That numerical pressure comes at a time when unions are experiencing pressure of a different kind: parents and politicians want them to prove they are willing to root out bad teachers once they get into the schoolhouse. In the past, unions have blunted efforts to loosen tenure laws that make it both time consuming and expensive to fire bad teachers. And they have resisted any moves to pay teachers according to performance rather than seniority. But in some places, that line is beginning to bend. In Douglas County, Colo., teachers' raises and bonuses are determined by a range of performance standards. In Seattle, teachers agreed to let student achievement be a factor in judging their aptitude in the classroom. And they gave up seniority as the main priority in hiring: now a school must consider a teacher's ability first in hiring from another school.

And yet some much advertised union reforms remain cosmetic. Leaders of both unions have embraced "peer review" of teachers, where a new teacher's performance is judged for an entire year by a "consultant teacher." Peer review also seeks to identify and weed out veteran teachers who aren't performing. Feldman calls it "the best kind of teacher evaluation out there," but others call it a sham, designed to give unions even more control over personnel decisions. A handful of districts, taking their cue from the national union leaders, have successfully instituted peer review. But more often, local unions have ignored it. Says California state superintendent Delaine Eastin: "[The unions] do realize the issue of accountability is on the stove, but they want years to pass before we do something."

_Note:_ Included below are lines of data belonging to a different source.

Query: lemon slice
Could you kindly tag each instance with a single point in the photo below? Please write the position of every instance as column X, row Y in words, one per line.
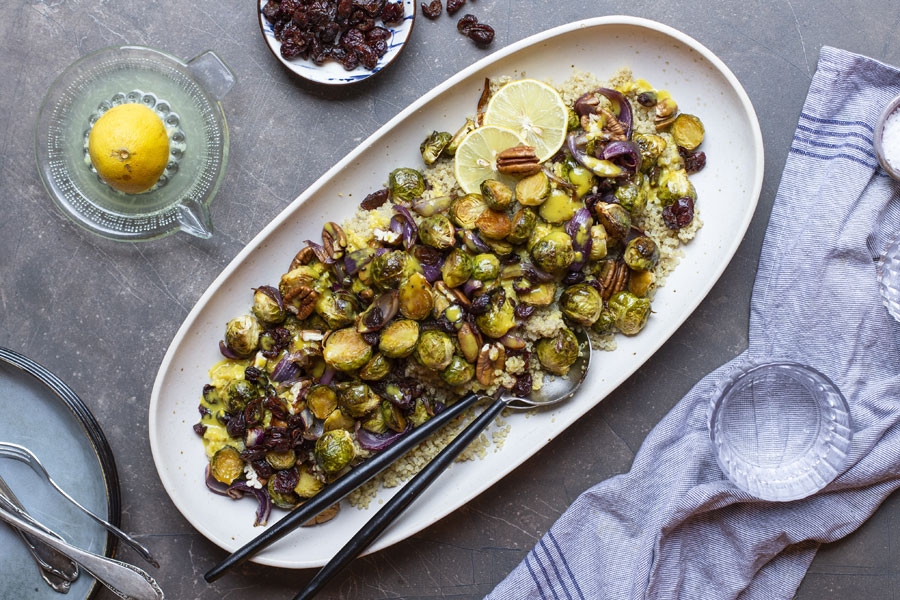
column 532, row 109
column 476, row 157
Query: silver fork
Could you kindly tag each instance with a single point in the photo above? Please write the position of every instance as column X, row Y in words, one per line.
column 23, row 454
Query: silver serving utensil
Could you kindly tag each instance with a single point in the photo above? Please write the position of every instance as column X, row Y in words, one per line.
column 554, row 391
column 56, row 570
column 23, row 454
column 124, row 580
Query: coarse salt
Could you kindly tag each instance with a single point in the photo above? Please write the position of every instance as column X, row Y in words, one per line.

The unions are dismissive of alternative certification for people who want to teach--liberal arts graduates or people from other industries--without having to acquire teaching degrees. Advocates of alternative certification like Silber push it as a way to increase the number and quality of interested teachers. But while 100,000 teachers have been licensed through alternative programs, union leaders remain cool to the idea: "If John Silber wants to take a job in any school in America, I'll help him get his alternative certification. But this is not how to attract better teachers," says Feldman.

Union leaders, education experts and even some politicians agree on one thing: teachers' salaries need a big boost to attract and retain high-achieving candidates. (On average, first-year teachers make $25,000 a year.) In response to his state's teacher-testing debacle, Massachusetts senate president Thomas Birmingham last week proposed spending $100 million toward giving top college graduates a $20,000 bonus to lure them into teaching. Senator Kerry too called for "raising teacher salaries and paying [them] like professionals." Given the scope of the teaching crisis and the priority voters make of education, politicians of both parties might just agree to throw money at the problem.